IGUALDAD

30 jun. 2009


En un Avión, iniciado el vuelo...

Una “señora” oprime insistentemente el timbre para llamar a la azafata…

-¿Cuál es el problema, Sra.? - Pregunta la azafata.

-¿Es que no lo ve? - Responde la dama - Me colocaron junto a un sucio indígena. No soporto estar al lado de uno de estos seres repugnantes. ¿¿¡¡No tiene otro asiento!!??

-Por favor, cálmese … -dice la azafata- Casi todos los asientos están ocupados. Pero, voy a ver si hay un lugar disponible.

La azafata se aleja y vuelve de nuevo algunos minutos más tarde:

-Sra., como yo pensaba, ya no hay ningún lugar libre en la clase económica. Hablé con el comandante y me confirmó que no hay más sitios disponibles en la clase económica. No obstante, tenemos aún un lugar en primera clase.

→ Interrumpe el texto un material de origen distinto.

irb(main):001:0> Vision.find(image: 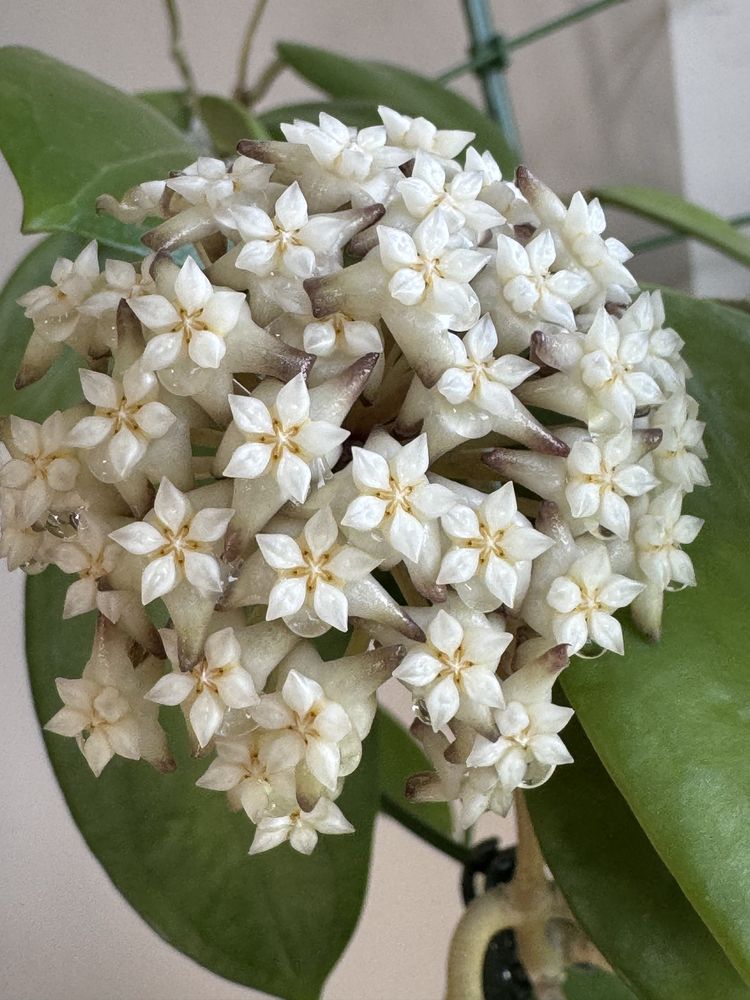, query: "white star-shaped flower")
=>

Antes de que la dama pudiera hacer el menor comentario, la azafata sigue:

-Es del todo inusual permitir a una persona de la clase económica sentarse en primera clase. Pero, dadas las circunstancias, el comandante encuentra que sería escandaloso obligar a alguien a sentarse junto a una persona tan repugnante.

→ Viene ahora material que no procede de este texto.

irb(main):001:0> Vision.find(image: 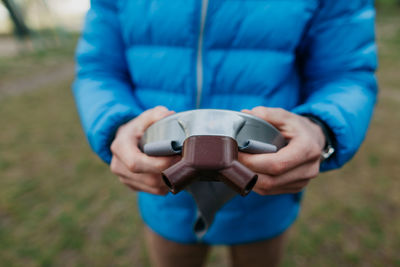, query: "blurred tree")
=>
[2,0,31,38]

Todos los pasajeros alrededor, observaban la escena, indignados.

Entonces, la azafata, dirigiéndose al indígena, le dice:

-Si el Sr. lo desea, tome su equipaje de mano, ya que un asiento en primera clase le espera.

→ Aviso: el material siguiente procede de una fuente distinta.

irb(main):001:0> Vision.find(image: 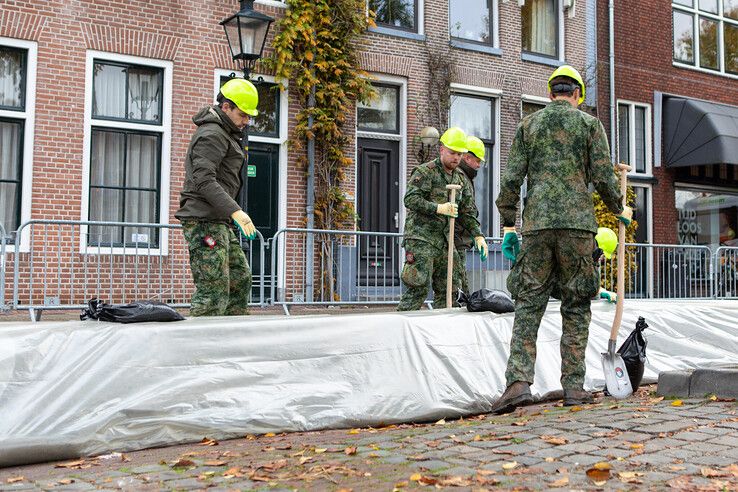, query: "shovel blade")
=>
[602,352,633,400]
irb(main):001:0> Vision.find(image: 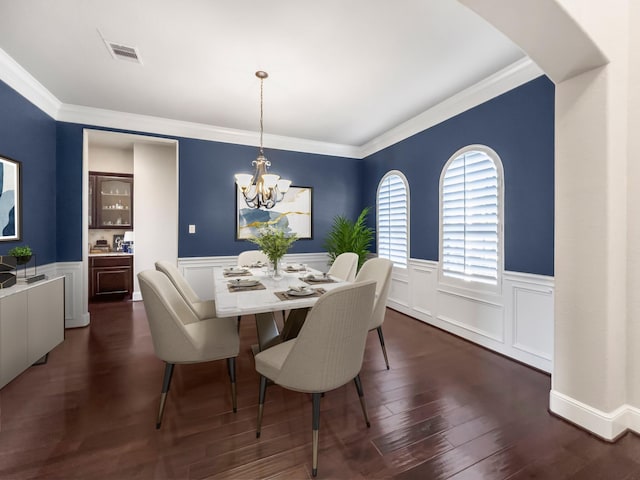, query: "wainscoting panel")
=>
[437,291,504,343]
[410,264,437,318]
[53,253,554,372]
[387,259,554,372]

Y los pasajeros, que, sorprendidos, presenciaban la escena, se levantaron y aplaudieron...

SEMANA DE LUCHA CONTRA EL RACISMO.

15 Comments:

Ericarol said...

Ya había escuchado esta historia, pero todavía me alegra como si fuera la primera vez la actitud del piloto y la azafata...
saludos!!!

Isold said...

Muy bueno,ya lo conocia me lo mandaron en un correo.
Saludos.

KI said...

Buenísimo!! no lo había leído... en este mundo donde nada es imposible seguro que sucedió... me hubiera gustado ver la cara de esa sorprendida "señora"...

Emilio said...

Me uno a ese aplauso.
Saludos

Froiliuba said...

No concocia este relato, pero me temo que no es mas que eso, un relato, la triste realidad suele ser otra , por desgracia.

bss

LUISA M. said...

¡Muy buena solución, claro!
A la "indignada señora"
le estuvo muy bien empleado,
una cura de humildad,
una bofetada sin manos.

Lo mejor de la anécdota es, sin duda alguna, el aplauso del resto de los pasajeros.
¡No a la discriminación!
Saludos.

Maya said...

Precioso relato... ¿pero trascenderá a la ficción?
Sería lo más sensato, aunque no lo más usual.
MUy buen post!! Un saludo y felicitaciones! Los estaré siguiendo.

Sara said...

Estas curas de humildad las necesitan muchos, que en post de la igualdad están consintiendo muchas barbaridades mirando para otro lado, y con total falta de responsabilidad,de impunidad, de falta de principios.... muchos en la propia ONU...en los gobiernos...en tantos sitios....pero pongamos todos nuestro granito de arena, a ver si es cierto que uva a uva llenó la vieja la cuba.
Un abrazo

Tuchis said...

No se si sea verdad la historia, pero me lleno de alegría por lo menos.. Si la gente logrará gustar a las personas por lo que son interiormente y no por el color o autuendo..
Acá en Ecuador ese tipo de cosas, ya han cambiando algo digamos, pero sigue existiendo demasiada discriminación

Saludos me ha gustado de sobremanera su blog

Gizela said...

UFFF!!!!!
Es de las historias que no sólo alegran el día...alegran la vida!!!!
Besotessssss

Beth said...

me encantó esa historia...espeo haya sido real !
nunca falta la gente ignorante q cree q el color de su piel, su ropa, su plata ...vale mas q los sentimientos

El Beso de Woody said...

No creo mucho en que estas sean historias reales, igualmente me encantó. Me gustaría que a las miles de personas que piensan como la señora, les pasara algo por el estilo.

FERNANDO SANCHEZ POSTIGO said...

Deberían haber mandado a la señora a la bodega del avión. qué asco de señora!!!

un abrazo.

Mariluz said...

Si no es real, merece serlo. Y si lo es... ¡es simplemente maravilloso encontrar gente como el comandante y la azafata!
un abrazo

sedemiuqse said...

Pues a mi me gusta pensar que eso fué verdad.